By now, most business owners will have heard more than they want to about the General Data Protection Regulation, commonly referred to as GDPR.
For those of you unfamiliar with the new legislation here is a quick version: This new law is a European Union (EU) ruling. As of May 25, 2018 it comes into being.
The interesting thing for United Kingdom-based businesses is that—while not remaining part of the EU bloc after 2019 — these regulations also apply to them. Why? Because British businesses will most likely continue to handle data of EU residents.
GDPR outlines how business data regarding EU citizens will be collected, utilized, and stored.
Main Points of GDPR
Businesses of all sizes must obtain EU citizens’ consent. That means all people with whom the business works, and trades, and does business must provide a clear explanation of what data is being collected, how data obtained from them will be used and how that data will be stored. Companies must also outline how long they intend to keep the data they collect.
If, at any time, a business wishes to use collected data for some purpose not originally agreed upon, they must get new permission for this re-purposing of data from all those whose data they wish to use in a way not originally described and agreed upon.

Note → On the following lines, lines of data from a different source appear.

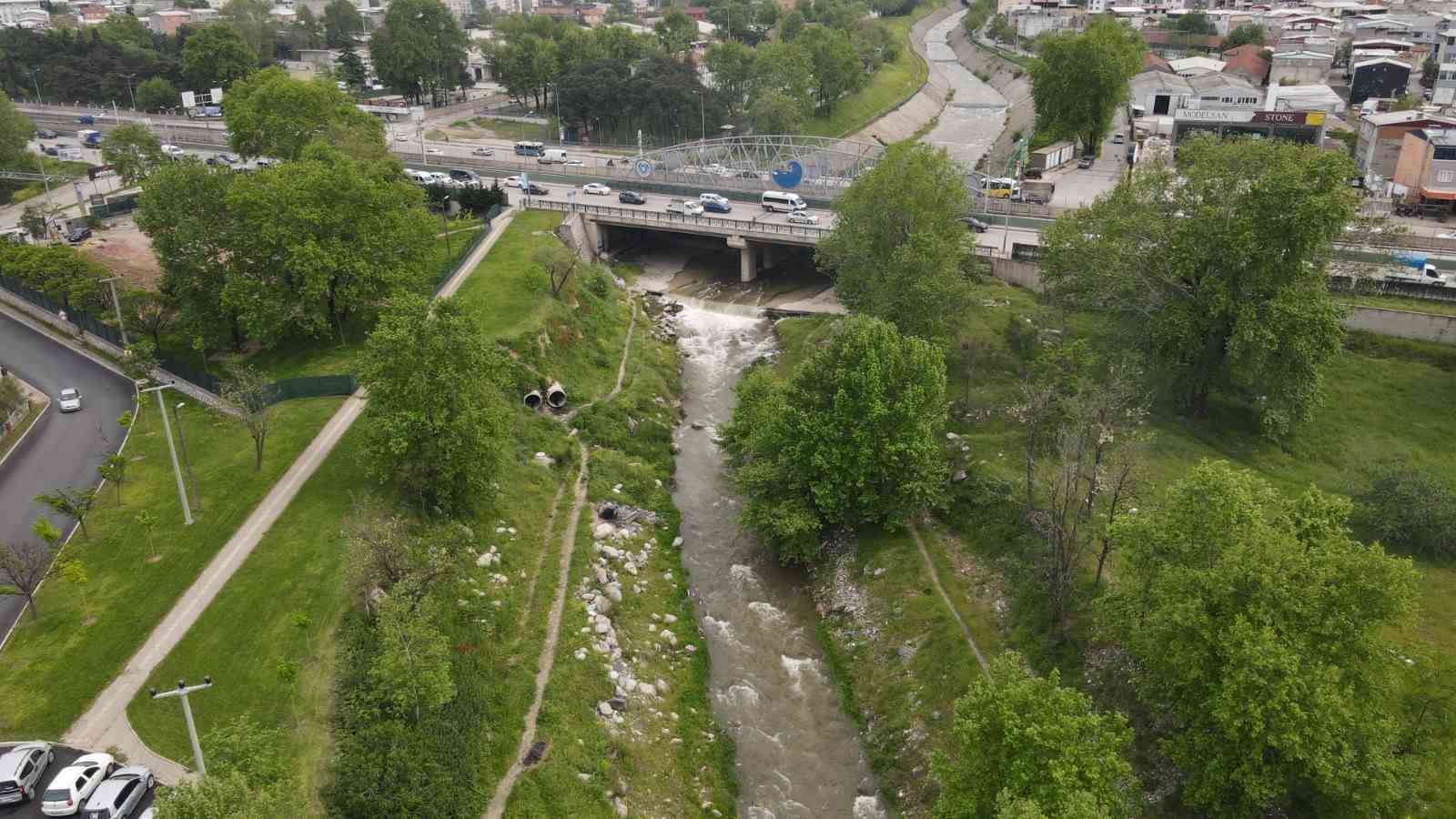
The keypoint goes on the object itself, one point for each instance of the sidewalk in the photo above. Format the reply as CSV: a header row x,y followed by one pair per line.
x,y
106,723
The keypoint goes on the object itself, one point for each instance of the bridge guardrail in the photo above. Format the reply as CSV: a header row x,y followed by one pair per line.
x,y
660,217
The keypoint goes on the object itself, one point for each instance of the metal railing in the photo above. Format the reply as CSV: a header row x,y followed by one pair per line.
x,y
662,217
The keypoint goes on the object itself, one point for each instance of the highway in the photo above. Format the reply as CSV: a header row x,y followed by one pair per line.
x,y
60,450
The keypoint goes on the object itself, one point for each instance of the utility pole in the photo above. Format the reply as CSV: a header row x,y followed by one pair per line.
x,y
197,491
182,690
172,450
116,303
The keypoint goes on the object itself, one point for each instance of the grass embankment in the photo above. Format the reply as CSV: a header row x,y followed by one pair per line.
x,y
56,665
1387,399
895,82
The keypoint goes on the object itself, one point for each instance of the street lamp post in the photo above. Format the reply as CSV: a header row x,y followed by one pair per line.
x,y
181,691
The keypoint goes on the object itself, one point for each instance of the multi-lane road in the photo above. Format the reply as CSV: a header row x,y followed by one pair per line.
x,y
58,450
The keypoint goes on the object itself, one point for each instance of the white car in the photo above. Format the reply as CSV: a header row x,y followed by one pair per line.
x,y
70,399
76,782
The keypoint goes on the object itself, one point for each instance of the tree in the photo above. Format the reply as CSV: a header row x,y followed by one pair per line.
x,y
899,248
1409,509
72,501
414,661
433,423
1257,627
273,114
155,94
1218,271
560,264
249,392
133,150
851,439
114,470
1024,739
215,56
15,131
341,24
1081,77
420,48
1245,34
24,566
351,69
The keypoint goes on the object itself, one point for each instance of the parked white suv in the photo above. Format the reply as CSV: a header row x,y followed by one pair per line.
x,y
21,770
76,782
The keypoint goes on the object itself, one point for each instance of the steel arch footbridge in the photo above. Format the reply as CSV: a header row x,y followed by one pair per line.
x,y
810,167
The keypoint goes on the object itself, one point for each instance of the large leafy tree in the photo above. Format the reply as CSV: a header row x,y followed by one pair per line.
x,y
1218,270
1081,77
420,48
1031,742
1257,625
852,438
434,421
315,241
133,150
273,114
899,251
216,56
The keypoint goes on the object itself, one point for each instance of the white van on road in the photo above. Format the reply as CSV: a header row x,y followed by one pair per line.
x,y
781,201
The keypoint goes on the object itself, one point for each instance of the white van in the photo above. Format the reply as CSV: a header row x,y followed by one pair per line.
x,y
779,201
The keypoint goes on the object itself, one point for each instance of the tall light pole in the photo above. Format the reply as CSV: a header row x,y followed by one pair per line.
x,y
172,450
197,491
182,690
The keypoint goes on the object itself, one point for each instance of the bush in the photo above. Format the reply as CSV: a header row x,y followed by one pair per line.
x,y
1409,509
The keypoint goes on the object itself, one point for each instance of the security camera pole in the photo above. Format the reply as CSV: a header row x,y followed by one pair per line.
x,y
182,690
172,450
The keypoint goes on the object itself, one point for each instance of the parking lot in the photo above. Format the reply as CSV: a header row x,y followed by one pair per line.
x,y
63,758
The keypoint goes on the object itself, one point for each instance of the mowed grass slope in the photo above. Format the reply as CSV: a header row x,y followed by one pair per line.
x,y
56,665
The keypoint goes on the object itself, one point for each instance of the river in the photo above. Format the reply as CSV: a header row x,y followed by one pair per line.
x,y
798,753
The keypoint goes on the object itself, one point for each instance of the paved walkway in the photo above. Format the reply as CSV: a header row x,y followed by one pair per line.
x,y
106,723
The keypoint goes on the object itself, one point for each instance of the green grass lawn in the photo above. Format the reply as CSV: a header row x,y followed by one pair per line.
x,y
56,665
890,86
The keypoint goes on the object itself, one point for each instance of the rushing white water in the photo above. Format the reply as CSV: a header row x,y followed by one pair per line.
x,y
798,753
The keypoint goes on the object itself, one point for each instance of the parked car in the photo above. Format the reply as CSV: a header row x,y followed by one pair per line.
x,y
684,207
120,793
76,782
21,771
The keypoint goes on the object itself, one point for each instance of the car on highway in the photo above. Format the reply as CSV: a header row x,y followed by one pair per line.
x,y
21,770
684,207
76,782
70,399
118,794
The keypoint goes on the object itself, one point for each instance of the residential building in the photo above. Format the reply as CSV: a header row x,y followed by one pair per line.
x,y
1299,67
1378,77
1427,165
1380,137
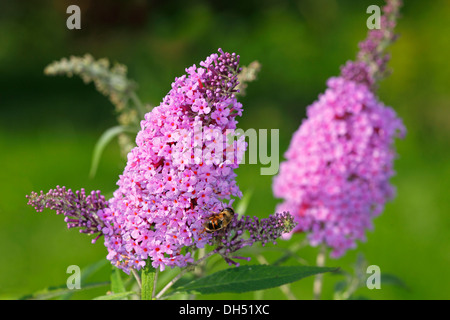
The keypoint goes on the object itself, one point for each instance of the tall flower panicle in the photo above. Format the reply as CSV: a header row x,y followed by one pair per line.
x,y
180,170
246,231
80,210
335,179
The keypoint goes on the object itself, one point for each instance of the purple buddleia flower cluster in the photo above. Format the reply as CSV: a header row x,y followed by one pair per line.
x,y
80,210
335,179
180,171
371,60
246,231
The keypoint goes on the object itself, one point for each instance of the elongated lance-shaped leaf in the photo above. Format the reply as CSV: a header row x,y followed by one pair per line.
x,y
251,278
115,296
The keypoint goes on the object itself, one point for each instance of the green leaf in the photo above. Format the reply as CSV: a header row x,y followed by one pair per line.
x,y
147,281
104,139
117,285
115,296
251,278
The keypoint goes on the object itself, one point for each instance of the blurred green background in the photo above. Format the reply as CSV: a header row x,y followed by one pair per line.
x,y
49,125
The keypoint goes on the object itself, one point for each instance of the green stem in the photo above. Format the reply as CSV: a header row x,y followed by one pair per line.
x,y
139,106
148,282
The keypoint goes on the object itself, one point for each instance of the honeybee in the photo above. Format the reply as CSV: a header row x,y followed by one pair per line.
x,y
218,221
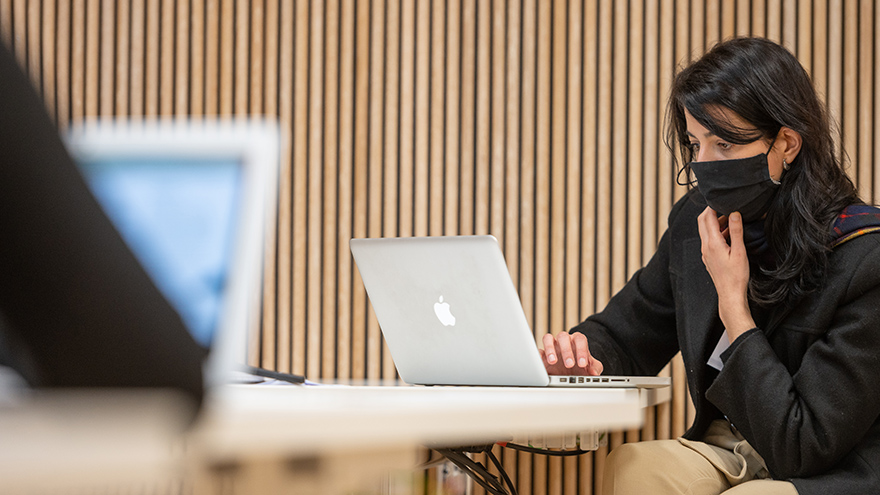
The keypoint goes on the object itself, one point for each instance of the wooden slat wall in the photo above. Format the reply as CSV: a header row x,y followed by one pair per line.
x,y
536,121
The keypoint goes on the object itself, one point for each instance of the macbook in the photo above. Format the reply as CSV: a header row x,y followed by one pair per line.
x,y
450,314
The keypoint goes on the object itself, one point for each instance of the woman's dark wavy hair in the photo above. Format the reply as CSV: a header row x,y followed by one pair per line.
x,y
765,85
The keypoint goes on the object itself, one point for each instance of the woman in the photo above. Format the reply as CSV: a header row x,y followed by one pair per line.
x,y
765,284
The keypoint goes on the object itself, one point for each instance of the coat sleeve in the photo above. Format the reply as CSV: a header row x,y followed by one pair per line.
x,y
804,422
635,334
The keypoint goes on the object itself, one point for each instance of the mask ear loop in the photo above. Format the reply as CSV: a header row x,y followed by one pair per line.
x,y
785,166
687,170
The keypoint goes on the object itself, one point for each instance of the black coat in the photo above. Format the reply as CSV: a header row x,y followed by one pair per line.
x,y
804,389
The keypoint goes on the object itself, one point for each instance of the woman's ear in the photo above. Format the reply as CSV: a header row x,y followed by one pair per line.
x,y
791,141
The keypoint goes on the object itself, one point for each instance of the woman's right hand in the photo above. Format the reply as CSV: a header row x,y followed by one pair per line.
x,y
569,354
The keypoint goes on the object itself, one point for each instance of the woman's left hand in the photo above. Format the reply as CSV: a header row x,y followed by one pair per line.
x,y
724,254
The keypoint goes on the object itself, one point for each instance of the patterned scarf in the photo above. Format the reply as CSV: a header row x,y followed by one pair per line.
x,y
855,220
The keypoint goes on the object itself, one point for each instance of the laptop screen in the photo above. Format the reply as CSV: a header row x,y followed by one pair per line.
x,y
178,216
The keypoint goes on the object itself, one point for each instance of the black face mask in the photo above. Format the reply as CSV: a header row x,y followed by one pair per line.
x,y
742,185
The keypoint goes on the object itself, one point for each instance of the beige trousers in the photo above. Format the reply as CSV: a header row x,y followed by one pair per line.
x,y
722,463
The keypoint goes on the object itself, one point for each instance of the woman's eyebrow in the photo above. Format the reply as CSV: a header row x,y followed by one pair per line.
x,y
708,134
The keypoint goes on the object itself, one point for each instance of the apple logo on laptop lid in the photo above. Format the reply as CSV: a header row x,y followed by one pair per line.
x,y
441,309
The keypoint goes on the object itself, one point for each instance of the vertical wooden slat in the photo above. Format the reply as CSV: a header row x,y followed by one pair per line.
x,y
713,21
805,36
62,65
588,161
362,80
346,152
422,119
278,349
166,58
227,55
92,57
820,48
512,137
107,58
468,115
496,126
748,22
698,26
198,36
619,147
330,211
634,162
728,19
151,73
380,364
866,98
392,207
77,60
836,57
527,165
314,184
875,157
241,68
542,170
483,130
182,68
6,30
850,85
558,150
407,118
635,138
46,49
774,20
789,25
437,112
34,68
452,103
138,57
257,57
300,187
212,57
123,58
652,128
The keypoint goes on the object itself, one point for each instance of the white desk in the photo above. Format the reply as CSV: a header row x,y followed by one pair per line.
x,y
332,439
280,439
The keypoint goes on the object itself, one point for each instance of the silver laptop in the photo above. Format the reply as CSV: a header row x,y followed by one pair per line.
x,y
191,199
451,316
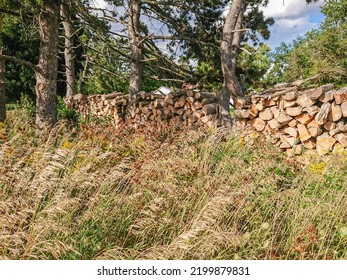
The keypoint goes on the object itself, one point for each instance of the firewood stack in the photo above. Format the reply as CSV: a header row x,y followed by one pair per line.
x,y
151,111
298,119
155,112
110,105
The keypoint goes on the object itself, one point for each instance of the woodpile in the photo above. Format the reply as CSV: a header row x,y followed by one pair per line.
x,y
298,119
153,111
111,105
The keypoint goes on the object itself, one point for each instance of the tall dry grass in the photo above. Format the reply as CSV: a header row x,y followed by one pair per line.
x,y
93,193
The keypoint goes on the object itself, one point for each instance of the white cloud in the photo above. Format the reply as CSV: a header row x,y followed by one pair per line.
x,y
99,4
291,19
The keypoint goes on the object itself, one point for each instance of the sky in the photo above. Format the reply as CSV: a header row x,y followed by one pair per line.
x,y
292,18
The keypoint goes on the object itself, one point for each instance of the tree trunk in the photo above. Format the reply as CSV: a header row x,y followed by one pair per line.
x,y
46,78
231,86
135,47
68,52
235,44
2,83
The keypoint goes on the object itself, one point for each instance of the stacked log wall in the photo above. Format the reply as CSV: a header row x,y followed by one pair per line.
x,y
152,111
298,120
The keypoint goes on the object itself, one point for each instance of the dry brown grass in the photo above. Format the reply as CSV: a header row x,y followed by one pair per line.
x,y
93,193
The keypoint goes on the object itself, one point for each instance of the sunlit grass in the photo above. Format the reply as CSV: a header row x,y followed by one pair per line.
x,y
94,193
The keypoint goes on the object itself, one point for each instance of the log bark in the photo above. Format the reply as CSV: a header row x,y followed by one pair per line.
x,y
135,47
68,52
46,78
231,86
2,83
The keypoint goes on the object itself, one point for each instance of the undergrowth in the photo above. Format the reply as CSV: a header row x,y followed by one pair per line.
x,y
94,193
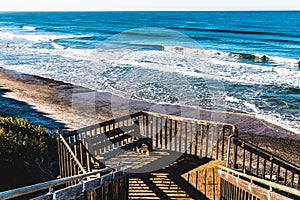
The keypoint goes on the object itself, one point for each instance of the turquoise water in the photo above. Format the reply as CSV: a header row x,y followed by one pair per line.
x,y
232,61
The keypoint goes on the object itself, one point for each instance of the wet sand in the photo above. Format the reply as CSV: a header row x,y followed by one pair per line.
x,y
74,107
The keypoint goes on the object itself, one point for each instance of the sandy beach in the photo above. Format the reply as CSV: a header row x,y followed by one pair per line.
x,y
57,105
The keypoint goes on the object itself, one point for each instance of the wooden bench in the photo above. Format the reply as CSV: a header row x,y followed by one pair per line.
x,y
118,140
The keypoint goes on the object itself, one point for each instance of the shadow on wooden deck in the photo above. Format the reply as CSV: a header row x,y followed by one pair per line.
x,y
167,183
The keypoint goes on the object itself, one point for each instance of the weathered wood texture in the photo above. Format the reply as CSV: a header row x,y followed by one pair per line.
x,y
254,160
107,187
232,187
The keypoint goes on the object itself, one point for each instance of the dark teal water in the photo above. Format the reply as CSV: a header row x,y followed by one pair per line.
x,y
234,61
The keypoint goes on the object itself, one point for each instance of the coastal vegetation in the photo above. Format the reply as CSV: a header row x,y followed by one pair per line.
x,y
27,154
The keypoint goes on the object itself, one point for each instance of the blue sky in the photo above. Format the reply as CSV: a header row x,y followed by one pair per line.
x,y
106,5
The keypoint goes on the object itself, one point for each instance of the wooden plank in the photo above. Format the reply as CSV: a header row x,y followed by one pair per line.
x,y
251,188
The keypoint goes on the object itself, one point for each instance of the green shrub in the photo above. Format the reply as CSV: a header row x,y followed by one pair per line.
x,y
27,154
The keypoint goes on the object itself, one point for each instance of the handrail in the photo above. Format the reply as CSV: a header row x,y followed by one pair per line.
x,y
265,182
72,154
50,184
241,142
189,119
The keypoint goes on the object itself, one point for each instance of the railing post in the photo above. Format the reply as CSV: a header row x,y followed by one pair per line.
x,y
235,148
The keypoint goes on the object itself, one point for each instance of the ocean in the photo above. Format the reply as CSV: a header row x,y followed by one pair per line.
x,y
247,62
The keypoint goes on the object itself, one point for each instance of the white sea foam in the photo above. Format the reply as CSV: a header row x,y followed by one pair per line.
x,y
29,28
39,37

What Happens if Businesses Do Not Comply with GDPR?
If you think that your business can simply ignore the introduction of the GDPR and continue as before, well, think again. Any company that is found not to be complying with regulations of GDPR can be penalized with heavy fines, unless the company is exempt due to Article 30 (see below). In fact, many businesses are not yet ready for GDPR because they figure this legislation will not influence their company.
The truth is: If your company has any dealings with individuals who are EU residents, then your company is affected by this legislation.
What about Article 30 Exemptions?
Article 30 states that “The obligations referred to in paragraphs 1 and 2 shall not apply to (a company) employing fewer than 250 persons unless the processing it carries out is likely to result in a risk to the rights and freedoms of data subjects, the processing is not occasional, or the processing includes special categories of data as referred to in Article 9(1) or personal data relating to criminal convictions and offences referred to in Article 10. “
Consideration in this processing must be given to how the rights and freedoms of EU citizens whose data you collect might be impacted.
What Records Must Show
Your records must show such information as:
- Company/organization name
- Details of the business
- Designation of a Data Protection Officer
- What data is being processed and why
- Personnel from whom data is collected
- Categories of personal information collected
- Proof of safeguarding of data collected
- Proof of your company’s security of data
Does Your Business Need to Have a Data Protection Officer?
This depends on the data you collect and how the data is collected, utilized and/or stored.
If the data is deemed to be “regular” and its collection is for systematic monitoring of any EU citizens, then you likely need a data protection officer.